The GMG, responsible for producing The Guardian and The Observer newspapers, joins over 3,000 other B-Corp certified business from more than 70 countries across the world. The certification is awarded to businesses that use their power and profits to positively impact society and the environment. The GMG already lead the way in reporting on environmental issues in the language they use and the topics they discuss - becoming a certified B-Corp further cements the Group’s commitment to social and environmental responsibility.
As mediators of information between science, policy and the public, news outlets play a critical role in effectively communicating current issues. Historically, issues relating to the climate and environment have been poorly reported in news media owing to their often temporally and geographically indirect impacts. However, the GMG actively seeks to more adequately and more often discuss environmental challenges. And they’re trend setters.

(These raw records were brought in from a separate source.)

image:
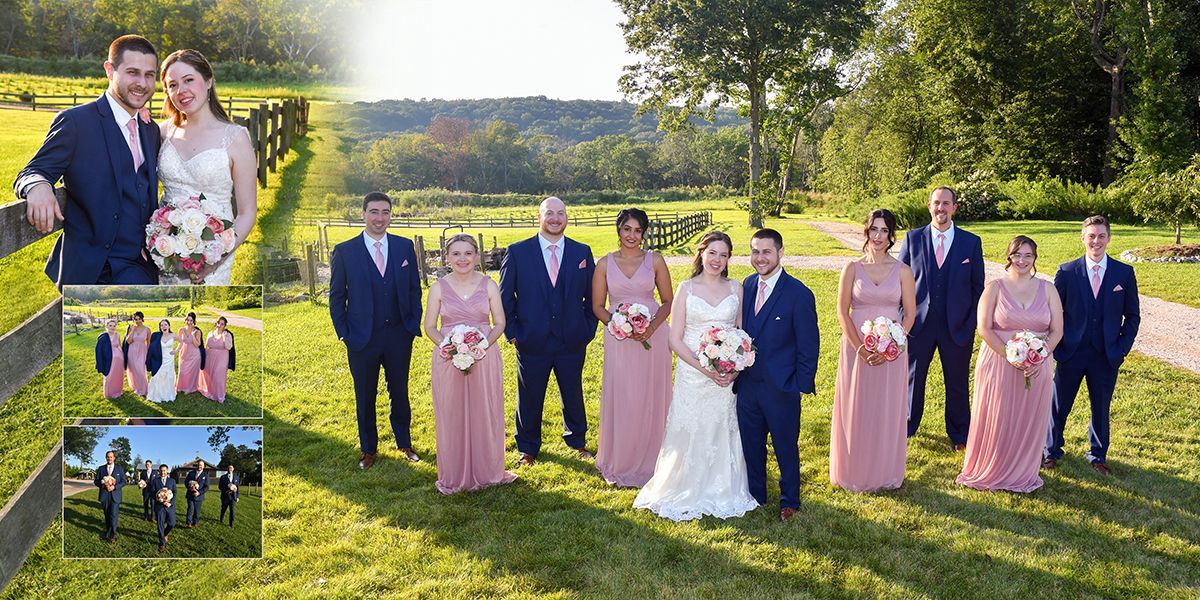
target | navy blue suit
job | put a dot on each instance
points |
(165, 516)
(947, 298)
(551, 328)
(228, 498)
(111, 502)
(1098, 333)
(377, 317)
(787, 343)
(195, 502)
(108, 203)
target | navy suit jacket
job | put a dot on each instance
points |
(964, 285)
(351, 301)
(118, 474)
(525, 293)
(75, 150)
(785, 334)
(105, 353)
(1120, 311)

Shortly after The Guardian announced their changes in language guidelines when discussing the climate crisis back in May 2019, the usage of terms such as ‘climate emergency’, ‘climate breakdown’ and ‘climate crisis’ rose across many national British newspapers. The GMG's Climate Pledge could be the start of a wider movement for more news outlets and commutators to commit to greater climate action and social responsibility. But, has the GMG been ambitious enough with these pledges, and how much impact can one news source have?